Edito : Après la contribution réflexive sur la conduite du changement du mois dernier, nous reprenons nos entretiens, plus convaincus que jamais du rôle prépondérant des DGS des grandes collectivités dans la conduite des grandes transformations. Des DGS à la manœuvre pour leurs exécutifs, proches de leurs équipes et motivés par l’amélioration des services aux habitants. C’est le cas de notre invitée du mois de février, Stéphanie Ten Eyck, actuellement en poste à la Métropole du Grand Nancy après avoir été DGS du Conseil départemental de Meurthe et Moselle pendant cinq ans. Dans son interview elle nous présente son expérience actuelle et partage son action dans l’exercice du métier. En lisant ces lignes, vous découvrirez les convictions et projets stratégiques d’une dirigeante au parcours singulier comme elle aime à le souligner. Belle lecture en immersion dans sa fabrique de la performance publique.
Gilles Lagarde et Jean-Marie Martino
Quelle est pour vous l’expérience qui vous a le plus marquée dans votre carrière en conduite du changement ?
Difficile pour moi d’isoler une seule expérience marquante, tant les chantiers que j’ai pilotés au sein des 5 « grandes maisons », dont le Département de Meurthe et Moselle, dans lesquelles j’ai eu l’occasion d’œuvrer se nourrissent les uns des autres. Je compte en effet parmi les rares diplômés d’une grande école de commerce (ESSEC) à avoir fait, dès la sortie, le choix des collectivités territoriales. Le secteur public territorial, c’est finalement une entreprise au service de l’intérêt général, dans laquelle il convient de piloter en permanence la conduite du changement, dans des environnements et des organisations extrêmement complexes, vivantes, organiques. Nous sommes aujourd’hui engagés dans un processus de mutualisation des services entre la Métropole du Grand Nancy et ses communes membres, au premier rang desquelles la ville-centre de Nancy et ses 105 000 habitants. Ce choix pour répondre à votre question n’est pas anodin : d’abord parce que c’est une démarche en cours, et j’aime être dans le mouvement, dans l’action. Ensuite parce que je procède avec la même méthode de co-construction, de recherche permanente d’équilibre et de solutions « gagnant-gagnant » que celle qui a marqué mon action au département de Meurthe-et-Moselle, une collectivité qui a poussé très loin le curseur de la territorialisation de ses services et de ses politiques publiques.

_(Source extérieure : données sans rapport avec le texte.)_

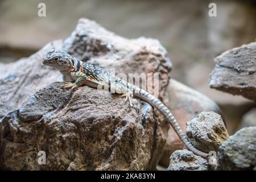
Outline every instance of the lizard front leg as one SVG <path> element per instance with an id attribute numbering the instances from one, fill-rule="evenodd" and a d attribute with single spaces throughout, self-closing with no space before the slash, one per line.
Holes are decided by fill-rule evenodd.
<path id="1" fill-rule="evenodd" d="M 77 87 L 80 87 L 84 85 L 86 80 L 86 78 L 85 77 L 80 77 L 76 80 L 76 81 L 73 84 L 71 82 L 66 82 L 64 85 L 64 89 L 65 89 L 71 88 L 71 89 L 73 90 L 75 88 L 77 88 Z"/>

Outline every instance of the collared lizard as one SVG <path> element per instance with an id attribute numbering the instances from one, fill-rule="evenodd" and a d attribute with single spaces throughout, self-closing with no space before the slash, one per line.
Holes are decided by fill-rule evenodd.
<path id="1" fill-rule="evenodd" d="M 146 91 L 112 75 L 99 67 L 79 60 L 64 51 L 54 49 L 48 51 L 43 59 L 43 64 L 59 69 L 67 80 L 75 81 L 73 83 L 66 82 L 64 89 L 71 88 L 73 90 L 84 85 L 93 88 L 108 85 L 110 86 L 112 92 L 122 94 L 122 97 L 125 97 L 125 100 L 129 100 L 131 106 L 133 106 L 133 96 L 144 100 L 158 109 L 168 119 L 179 137 L 189 150 L 204 158 L 210 157 L 208 154 L 199 151 L 192 145 L 169 109 Z"/>

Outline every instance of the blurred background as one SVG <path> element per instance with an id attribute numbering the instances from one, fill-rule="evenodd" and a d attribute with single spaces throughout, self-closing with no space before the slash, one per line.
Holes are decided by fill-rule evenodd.
<path id="1" fill-rule="evenodd" d="M 46 17 L 38 16 L 40 2 L 46 5 Z M 217 5 L 217 17 L 208 15 L 210 2 Z M 172 77 L 215 101 L 230 135 L 245 120 L 256 120 L 255 103 L 209 86 L 215 57 L 255 41 L 255 1 L 2 0 L 0 61 L 28 56 L 49 42 L 65 39 L 80 18 L 127 38 L 159 40 L 173 64 Z"/>

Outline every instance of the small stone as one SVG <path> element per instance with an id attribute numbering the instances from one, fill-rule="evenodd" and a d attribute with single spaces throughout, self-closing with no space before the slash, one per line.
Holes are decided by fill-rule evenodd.
<path id="1" fill-rule="evenodd" d="M 256 127 L 245 127 L 231 136 L 220 147 L 219 170 L 255 170 Z"/>
<path id="2" fill-rule="evenodd" d="M 221 116 L 214 112 L 202 112 L 187 122 L 187 134 L 192 144 L 208 153 L 217 151 L 229 138 Z"/>
<path id="3" fill-rule="evenodd" d="M 175 151 L 170 158 L 168 171 L 208 171 L 208 160 L 187 150 Z"/>

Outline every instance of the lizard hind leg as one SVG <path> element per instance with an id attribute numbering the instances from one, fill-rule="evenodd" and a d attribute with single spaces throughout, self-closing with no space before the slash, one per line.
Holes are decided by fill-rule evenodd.
<path id="1" fill-rule="evenodd" d="M 131 92 L 126 93 L 125 93 L 124 94 L 122 94 L 121 97 L 125 97 L 125 102 L 126 102 L 127 100 L 129 100 L 129 103 L 130 103 L 130 106 L 131 107 L 133 106 L 133 102 L 131 102 L 131 100 L 132 100 L 133 97 L 132 93 L 131 93 Z"/>
<path id="2" fill-rule="evenodd" d="M 131 107 L 133 107 L 133 105 L 131 102 L 133 97 L 133 92 L 130 90 L 127 87 L 123 86 L 120 83 L 115 82 L 111 85 L 110 90 L 112 93 L 122 94 L 121 97 L 125 97 L 125 102 L 126 102 L 127 100 L 129 100 L 130 106 Z"/>
<path id="3" fill-rule="evenodd" d="M 72 88 L 74 86 L 74 84 L 71 82 L 65 82 L 64 84 L 64 89 L 67 89 L 69 88 Z"/>

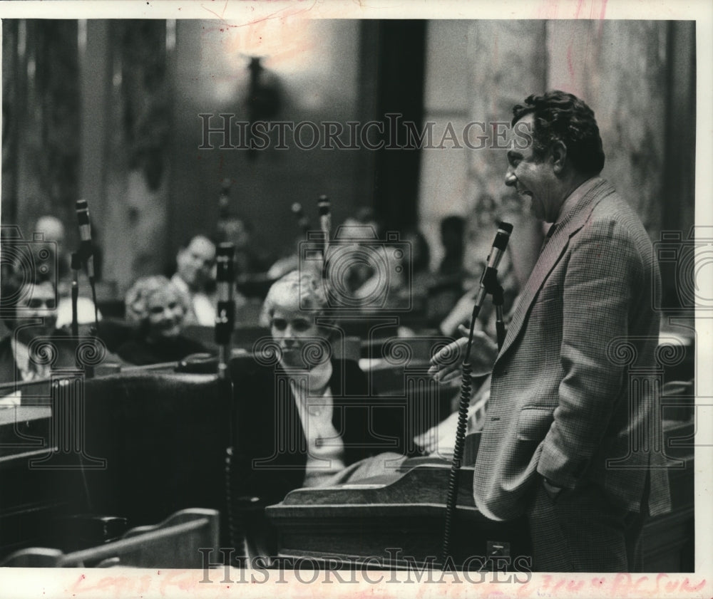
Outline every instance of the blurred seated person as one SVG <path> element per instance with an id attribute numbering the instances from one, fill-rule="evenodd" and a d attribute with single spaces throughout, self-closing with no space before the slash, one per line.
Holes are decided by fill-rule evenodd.
<path id="1" fill-rule="evenodd" d="M 71 340 L 63 342 L 55 326 L 54 283 L 46 278 L 29 278 L 26 274 L 16 271 L 4 273 L 0 310 L 10 333 L 0 340 L 0 383 L 44 379 L 50 376 L 53 367 L 75 366 L 75 346 Z M 1 400 L 0 405 L 19 404 L 20 393 Z"/>
<path id="2" fill-rule="evenodd" d="M 126 293 L 126 319 L 136 325 L 136 337 L 119 346 L 116 353 L 131 364 L 178 362 L 207 350 L 181 335 L 188 311 L 185 296 L 165 276 L 139 278 Z"/>
<path id="3" fill-rule="evenodd" d="M 294 271 L 275 283 L 262 321 L 279 362 L 256 360 L 233 381 L 249 398 L 238 424 L 249 464 L 243 488 L 266 504 L 294 489 L 329 484 L 345 467 L 398 450 L 403 439 L 403 417 L 374 407 L 379 400 L 370 397 L 357 363 L 332 357 L 339 329 L 327 307 L 322 281 L 310 274 Z"/>
<path id="4" fill-rule="evenodd" d="M 56 244 L 56 262 L 54 260 L 50 260 L 46 263 L 51 266 L 48 277 L 53 278 L 57 284 L 58 304 L 56 311 L 56 326 L 57 328 L 68 327 L 72 323 L 72 272 L 71 270 L 71 253 L 66 250 L 64 225 L 59 219 L 54 217 L 48 215 L 40 217 L 35 223 L 32 232 L 34 234 L 41 233 L 45 241 Z M 42 246 L 41 244 L 36 246 L 38 249 Z M 96 280 L 98 281 L 101 273 L 101 254 L 97 254 L 98 249 L 95 244 L 94 270 Z M 53 251 L 53 254 L 54 254 Z M 55 269 L 55 264 L 56 264 L 56 269 Z M 97 269 L 98 266 L 99 266 L 98 270 Z M 86 278 L 83 280 L 86 281 Z M 80 286 L 80 296 L 77 298 L 77 322 L 80 325 L 94 323 L 94 303 L 89 297 L 91 293 L 88 283 Z M 98 311 L 97 311 L 96 316 L 98 320 L 101 320 L 101 313 Z"/>
<path id="5" fill-rule="evenodd" d="M 245 219 L 229 214 L 218 224 L 223 241 L 231 243 L 235 249 L 236 276 L 264 273 L 267 270 L 269 259 L 260 255 L 252 241 L 252 226 Z"/>
<path id="6" fill-rule="evenodd" d="M 196 235 L 176 255 L 173 283 L 186 299 L 184 323 L 214 326 L 217 299 L 215 296 L 215 244 L 203 235 Z M 235 307 L 245 303 L 237 290 Z"/>
<path id="7" fill-rule="evenodd" d="M 439 325 L 441 332 L 448 337 L 456 334 L 459 325 L 470 323 L 473 302 L 480 291 L 481 277 L 487 265 L 500 220 L 498 209 L 492 196 L 485 194 L 478 199 L 473 218 L 466 224 L 463 256 L 465 277 L 463 281 L 463 286 L 466 291 Z M 519 292 L 509 246 L 498 267 L 498 281 L 503 289 L 503 311 L 507 314 Z M 476 328 L 485 330 L 495 338 L 495 310 L 491 300 L 492 296 L 488 296 L 483 303 Z"/>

Quels sont les objectifs recherchés ?
En toile de fond, l’objectif de la mutualisation est avant tout d’améliorer la qualité du service public rendu aux habitants, faire que 1+1 fasse 3, selon une formule chère à Michel DINET, ancien président du Conseil général de Meurthe et Moselle. Nos compétences sont très étroitement imbriquées au quotidien : pour piétonniser l’hypercentre, ce que nous venons de faire il y a quelques mois, il faut mobiliser les services métropolitains de la voirie pour la pose des bornes d’accès et l’aménagement des espaces publics, mais ce sont les services ville qui font le lien avec les commerçants et les riverains (démarche participative de quartier), c’est la police municipale qui contrôle l’accès à la zone piétonne ; le stationnement de surface qui est supprimé relève de la ville, mais la gestion des parkings en ouvrage relève de la métropole. Au quotidien, c’est très compliqué. Autre illustration. Pour avoir une ville propre, nous remplaçons progressivement les bacs de collecte ou les sacs par des points d’apport volontaires, compétence de la métropole. En revanche, l’accompagnement pédagogique nécessaire est fait par les agents de la brigade du cadre de vie de la ville de Nancy et la verbalisation en cas d’incivilités, nombreuses, par la police municipale. Renforcer la cohérence, la fluidité et la réactivité du service public territorial est notre unique objectif, autrement dit, améliorer la performance publique. Les économies d’échelle si souvent mises en avant viendront peut-être à terme, mais ce n’est pas l’objectif premier. Pour ce faire, nous procédons par étapes : les fonctions ressources sur ce mandat. Cela nous permet de développer tous les outils support communs (disposer des mêmes logiciels, de leur utilisation homogène par l’ensemble des services opérationnels des 2 collectivités, des mêmes référentiels). Avant de mutualiser l’ensemble des services opérationnels au mandat suivant. Mutualiser, ce n’est ni perdre l’identité du service, ni son expertise. Certains services resteront d’ailleurs exclusivement métropolitains ou exclusivement ville selon les compétences de chaque collectivité. On ne crée un service commun que si cela fait sens, si la politique publique concernée peut être mieux conduite ensemble.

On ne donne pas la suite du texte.